La duda entonces es ¿cuándo conviene utilizar energía eólica y cuándo energía solar?
Durante 31 años, B.D. Vick y R.N. Clark investigaron esta cuestión en el Laboratorio de Investigación de Conservación y Producción mantenido por el ARS-USDA, en Bushland, Texas.
Lo realizado lo han volcado en el paper:
Determining the optimum solar water pumping system for domestic use, livestock water, or irrigation.
Si bien las conclusiones deben referirse a los datos de vientos y energía solar de Bushland, Texas, en el artículo se plantea una metodología de comparación que podría servir para intentar realizar un trabajo similar en otras regiones.

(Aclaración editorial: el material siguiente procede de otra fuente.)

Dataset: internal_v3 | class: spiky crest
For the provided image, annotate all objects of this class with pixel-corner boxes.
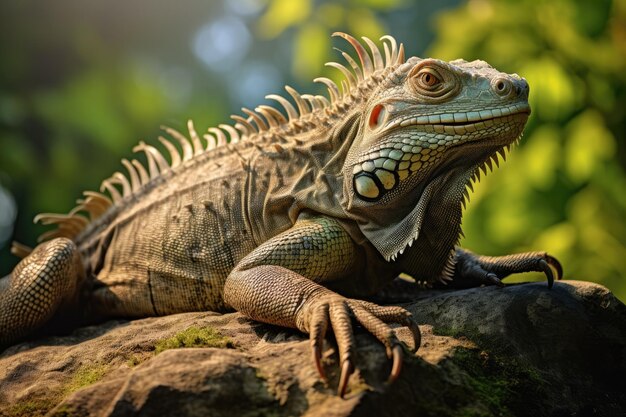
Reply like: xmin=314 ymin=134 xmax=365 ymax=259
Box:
xmin=31 ymin=32 xmax=405 ymax=247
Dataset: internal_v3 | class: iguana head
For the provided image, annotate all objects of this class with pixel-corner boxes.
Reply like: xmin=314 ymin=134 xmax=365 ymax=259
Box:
xmin=332 ymin=32 xmax=530 ymax=268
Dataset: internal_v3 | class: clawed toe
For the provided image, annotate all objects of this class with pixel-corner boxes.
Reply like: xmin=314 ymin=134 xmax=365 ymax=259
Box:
xmin=309 ymin=299 xmax=421 ymax=397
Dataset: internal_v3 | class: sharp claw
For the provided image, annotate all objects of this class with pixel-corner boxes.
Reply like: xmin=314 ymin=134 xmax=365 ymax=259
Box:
xmin=539 ymin=259 xmax=554 ymax=288
xmin=387 ymin=345 xmax=402 ymax=384
xmin=485 ymin=272 xmax=504 ymax=288
xmin=408 ymin=319 xmax=422 ymax=353
xmin=312 ymin=345 xmax=326 ymax=381
xmin=546 ymin=255 xmax=563 ymax=280
xmin=337 ymin=359 xmax=354 ymax=398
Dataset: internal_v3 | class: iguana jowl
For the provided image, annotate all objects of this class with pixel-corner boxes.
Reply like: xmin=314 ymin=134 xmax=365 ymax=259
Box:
xmin=0 ymin=33 xmax=562 ymax=395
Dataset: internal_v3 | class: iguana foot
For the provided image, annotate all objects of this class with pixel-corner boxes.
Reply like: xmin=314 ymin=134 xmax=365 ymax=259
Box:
xmin=0 ymin=238 xmax=83 ymax=348
xmin=304 ymin=294 xmax=421 ymax=397
xmin=449 ymin=248 xmax=563 ymax=288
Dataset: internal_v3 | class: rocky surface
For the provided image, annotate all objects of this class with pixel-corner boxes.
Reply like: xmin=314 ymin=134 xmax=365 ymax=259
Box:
xmin=0 ymin=281 xmax=626 ymax=417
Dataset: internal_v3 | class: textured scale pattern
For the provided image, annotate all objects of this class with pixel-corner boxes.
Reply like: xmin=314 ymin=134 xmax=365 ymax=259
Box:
xmin=0 ymin=33 xmax=562 ymax=396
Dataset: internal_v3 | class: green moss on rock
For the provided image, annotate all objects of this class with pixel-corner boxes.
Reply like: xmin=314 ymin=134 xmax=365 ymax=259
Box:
xmin=64 ymin=364 xmax=109 ymax=395
xmin=154 ymin=326 xmax=235 ymax=355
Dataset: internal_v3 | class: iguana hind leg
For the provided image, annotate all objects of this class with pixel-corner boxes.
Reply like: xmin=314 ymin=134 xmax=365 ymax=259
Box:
xmin=0 ymin=238 xmax=84 ymax=348
xmin=450 ymin=248 xmax=563 ymax=288
xmin=224 ymin=218 xmax=420 ymax=396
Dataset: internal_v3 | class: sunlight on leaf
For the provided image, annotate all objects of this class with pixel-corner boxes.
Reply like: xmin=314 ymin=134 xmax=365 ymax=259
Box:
xmin=565 ymin=110 xmax=615 ymax=183
xmin=258 ymin=0 xmax=311 ymax=38
xmin=294 ymin=23 xmax=330 ymax=81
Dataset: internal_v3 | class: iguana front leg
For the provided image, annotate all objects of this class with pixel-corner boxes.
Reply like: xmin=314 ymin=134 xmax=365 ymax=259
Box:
xmin=224 ymin=217 xmax=420 ymax=396
xmin=449 ymin=248 xmax=563 ymax=288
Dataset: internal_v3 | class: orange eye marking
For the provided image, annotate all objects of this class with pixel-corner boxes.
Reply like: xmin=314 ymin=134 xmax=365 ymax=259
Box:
xmin=420 ymin=71 xmax=441 ymax=87
xmin=369 ymin=104 xmax=387 ymax=128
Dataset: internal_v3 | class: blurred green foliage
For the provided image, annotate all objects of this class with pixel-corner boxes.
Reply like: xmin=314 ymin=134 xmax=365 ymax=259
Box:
xmin=0 ymin=0 xmax=626 ymax=300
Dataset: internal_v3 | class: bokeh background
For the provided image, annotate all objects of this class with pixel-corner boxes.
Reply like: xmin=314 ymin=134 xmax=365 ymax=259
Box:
xmin=0 ymin=0 xmax=626 ymax=300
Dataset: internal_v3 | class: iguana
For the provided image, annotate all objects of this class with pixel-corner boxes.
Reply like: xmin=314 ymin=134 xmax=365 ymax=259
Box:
xmin=0 ymin=33 xmax=562 ymax=396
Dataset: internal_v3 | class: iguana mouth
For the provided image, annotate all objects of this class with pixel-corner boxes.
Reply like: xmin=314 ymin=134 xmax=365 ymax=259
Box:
xmin=388 ymin=103 xmax=530 ymax=130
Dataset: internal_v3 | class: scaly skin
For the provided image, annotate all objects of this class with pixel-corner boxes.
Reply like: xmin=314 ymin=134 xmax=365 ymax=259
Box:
xmin=0 ymin=34 xmax=562 ymax=396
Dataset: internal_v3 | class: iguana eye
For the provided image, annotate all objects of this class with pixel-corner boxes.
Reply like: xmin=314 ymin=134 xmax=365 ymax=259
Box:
xmin=417 ymin=68 xmax=441 ymax=90
xmin=369 ymin=104 xmax=387 ymax=129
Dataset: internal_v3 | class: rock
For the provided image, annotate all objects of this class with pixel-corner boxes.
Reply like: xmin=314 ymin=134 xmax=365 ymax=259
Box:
xmin=0 ymin=281 xmax=626 ymax=417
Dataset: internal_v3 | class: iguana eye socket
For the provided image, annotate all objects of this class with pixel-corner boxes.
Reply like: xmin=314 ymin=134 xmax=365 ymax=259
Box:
xmin=407 ymin=59 xmax=463 ymax=103
xmin=369 ymin=104 xmax=387 ymax=129
xmin=417 ymin=68 xmax=442 ymax=90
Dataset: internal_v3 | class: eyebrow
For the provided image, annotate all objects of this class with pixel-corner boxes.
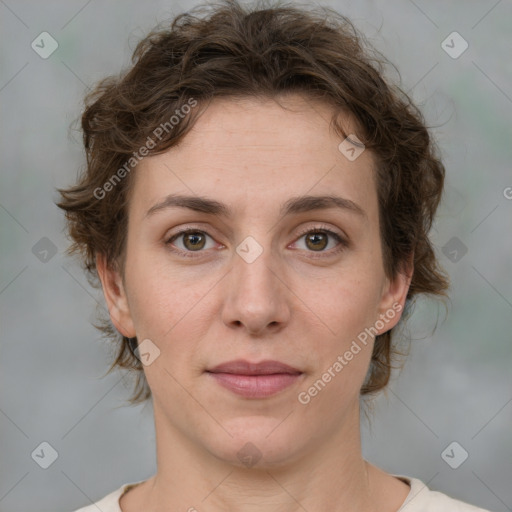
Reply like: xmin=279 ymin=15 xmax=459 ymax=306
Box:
xmin=146 ymin=194 xmax=368 ymax=219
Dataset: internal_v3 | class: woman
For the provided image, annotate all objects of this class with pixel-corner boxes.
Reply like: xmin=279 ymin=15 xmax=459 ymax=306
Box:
xmin=59 ymin=1 xmax=492 ymax=512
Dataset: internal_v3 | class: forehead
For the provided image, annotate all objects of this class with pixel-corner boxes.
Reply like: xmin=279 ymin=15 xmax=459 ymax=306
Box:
xmin=133 ymin=95 xmax=376 ymax=221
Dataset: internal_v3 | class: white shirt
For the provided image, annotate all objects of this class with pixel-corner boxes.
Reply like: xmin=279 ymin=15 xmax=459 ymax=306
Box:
xmin=75 ymin=475 xmax=490 ymax=512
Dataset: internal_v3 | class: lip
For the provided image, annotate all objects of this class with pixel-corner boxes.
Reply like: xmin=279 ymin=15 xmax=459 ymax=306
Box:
xmin=207 ymin=359 xmax=302 ymax=398
xmin=208 ymin=359 xmax=302 ymax=375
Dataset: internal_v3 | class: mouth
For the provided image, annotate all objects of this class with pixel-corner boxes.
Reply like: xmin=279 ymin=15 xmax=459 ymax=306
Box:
xmin=206 ymin=359 xmax=303 ymax=398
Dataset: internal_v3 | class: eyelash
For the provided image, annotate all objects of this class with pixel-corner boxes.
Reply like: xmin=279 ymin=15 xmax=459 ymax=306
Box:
xmin=165 ymin=226 xmax=349 ymax=258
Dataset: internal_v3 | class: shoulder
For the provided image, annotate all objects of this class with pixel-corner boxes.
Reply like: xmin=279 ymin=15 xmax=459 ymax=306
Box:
xmin=393 ymin=475 xmax=490 ymax=512
xmin=70 ymin=480 xmax=144 ymax=512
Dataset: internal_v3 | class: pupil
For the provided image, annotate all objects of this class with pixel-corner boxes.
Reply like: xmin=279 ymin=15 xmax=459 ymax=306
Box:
xmin=308 ymin=233 xmax=325 ymax=249
xmin=187 ymin=234 xmax=202 ymax=248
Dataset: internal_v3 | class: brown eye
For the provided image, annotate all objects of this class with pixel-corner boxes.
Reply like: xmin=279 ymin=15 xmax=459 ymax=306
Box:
xmin=294 ymin=227 xmax=348 ymax=257
xmin=165 ymin=229 xmax=214 ymax=253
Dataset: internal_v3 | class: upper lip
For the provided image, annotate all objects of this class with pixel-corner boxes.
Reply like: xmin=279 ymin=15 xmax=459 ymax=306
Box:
xmin=207 ymin=359 xmax=302 ymax=375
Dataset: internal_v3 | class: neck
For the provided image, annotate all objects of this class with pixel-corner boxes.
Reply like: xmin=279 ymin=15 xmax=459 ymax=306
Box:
xmin=140 ymin=403 xmax=384 ymax=512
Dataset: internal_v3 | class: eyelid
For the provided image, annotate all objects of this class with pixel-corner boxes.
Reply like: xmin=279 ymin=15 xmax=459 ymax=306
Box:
xmin=164 ymin=224 xmax=349 ymax=257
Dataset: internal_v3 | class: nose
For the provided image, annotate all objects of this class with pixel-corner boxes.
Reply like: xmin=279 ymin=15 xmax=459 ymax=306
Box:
xmin=222 ymin=240 xmax=291 ymax=337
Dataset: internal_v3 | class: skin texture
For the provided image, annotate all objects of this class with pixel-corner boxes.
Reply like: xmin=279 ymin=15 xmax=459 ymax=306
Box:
xmin=97 ymin=95 xmax=410 ymax=512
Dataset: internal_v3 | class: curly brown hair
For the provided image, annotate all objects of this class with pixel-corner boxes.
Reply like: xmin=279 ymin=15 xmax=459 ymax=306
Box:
xmin=58 ymin=0 xmax=449 ymax=404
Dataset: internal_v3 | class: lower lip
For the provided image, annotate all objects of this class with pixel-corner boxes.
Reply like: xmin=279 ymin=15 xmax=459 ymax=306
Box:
xmin=208 ymin=372 xmax=302 ymax=398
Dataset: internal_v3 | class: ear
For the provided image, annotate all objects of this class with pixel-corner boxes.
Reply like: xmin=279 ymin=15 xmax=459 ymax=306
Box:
xmin=378 ymin=253 xmax=414 ymax=334
xmin=96 ymin=254 xmax=135 ymax=338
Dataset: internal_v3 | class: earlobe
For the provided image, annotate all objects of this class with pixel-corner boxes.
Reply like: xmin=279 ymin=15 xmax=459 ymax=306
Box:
xmin=96 ymin=254 xmax=135 ymax=338
xmin=379 ymin=254 xmax=414 ymax=334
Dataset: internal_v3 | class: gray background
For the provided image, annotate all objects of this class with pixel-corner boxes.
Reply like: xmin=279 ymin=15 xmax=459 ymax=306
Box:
xmin=0 ymin=0 xmax=512 ymax=512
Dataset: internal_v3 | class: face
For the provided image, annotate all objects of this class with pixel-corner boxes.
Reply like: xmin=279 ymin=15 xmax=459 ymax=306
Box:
xmin=98 ymin=96 xmax=409 ymax=464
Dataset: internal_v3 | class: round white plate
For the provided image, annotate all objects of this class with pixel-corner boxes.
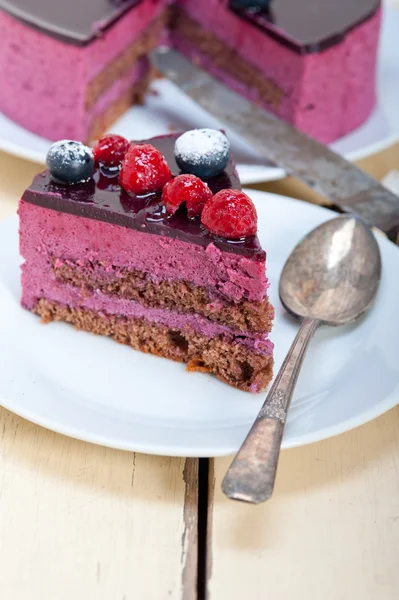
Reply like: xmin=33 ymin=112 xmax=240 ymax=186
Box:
xmin=0 ymin=190 xmax=399 ymax=456
xmin=0 ymin=6 xmax=399 ymax=184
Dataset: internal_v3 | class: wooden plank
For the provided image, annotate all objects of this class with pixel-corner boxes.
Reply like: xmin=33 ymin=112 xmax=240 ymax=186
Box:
xmin=209 ymin=407 xmax=399 ymax=600
xmin=0 ymin=409 xmax=198 ymax=600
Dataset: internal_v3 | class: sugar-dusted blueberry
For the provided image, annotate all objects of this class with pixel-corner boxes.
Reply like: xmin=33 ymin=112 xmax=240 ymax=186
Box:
xmin=46 ymin=140 xmax=94 ymax=183
xmin=230 ymin=0 xmax=271 ymax=12
xmin=175 ymin=129 xmax=230 ymax=179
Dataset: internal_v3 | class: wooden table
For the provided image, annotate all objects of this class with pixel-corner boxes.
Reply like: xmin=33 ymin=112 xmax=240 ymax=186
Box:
xmin=0 ymin=145 xmax=399 ymax=600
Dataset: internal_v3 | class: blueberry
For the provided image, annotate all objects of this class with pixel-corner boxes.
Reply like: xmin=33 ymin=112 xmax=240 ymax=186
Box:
xmin=175 ymin=129 xmax=230 ymax=179
xmin=230 ymin=0 xmax=271 ymax=12
xmin=46 ymin=140 xmax=94 ymax=183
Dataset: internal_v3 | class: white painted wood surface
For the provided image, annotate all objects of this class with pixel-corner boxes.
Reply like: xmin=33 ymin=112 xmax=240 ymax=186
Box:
xmin=0 ymin=152 xmax=197 ymax=600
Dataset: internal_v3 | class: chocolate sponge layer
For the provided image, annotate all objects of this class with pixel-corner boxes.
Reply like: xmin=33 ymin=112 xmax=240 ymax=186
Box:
xmin=33 ymin=299 xmax=273 ymax=392
xmin=53 ymin=259 xmax=274 ymax=333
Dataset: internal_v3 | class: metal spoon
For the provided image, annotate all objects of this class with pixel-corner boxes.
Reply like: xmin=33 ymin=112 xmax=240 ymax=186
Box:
xmin=222 ymin=216 xmax=381 ymax=504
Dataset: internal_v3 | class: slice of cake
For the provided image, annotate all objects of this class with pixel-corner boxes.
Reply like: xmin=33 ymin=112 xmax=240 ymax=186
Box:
xmin=0 ymin=0 xmax=381 ymax=143
xmin=19 ymin=130 xmax=273 ymax=392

El punto de corte son los 1.500 vatios de energía necesaria para el motor que bombea agua. Por debajo de esta potencia es conveniente la energía solar y por encima de la misma, debe ser elegible la energía eólica o bien, algún híbrido entre energía solar y eólica.
También en el artículo se realiza un análisis sobre el momento de conveniencia entre diferentes tecnologías de bombeo: el bombeo por diafragma, el bombeo helicoidal y el bombeo centrífugo.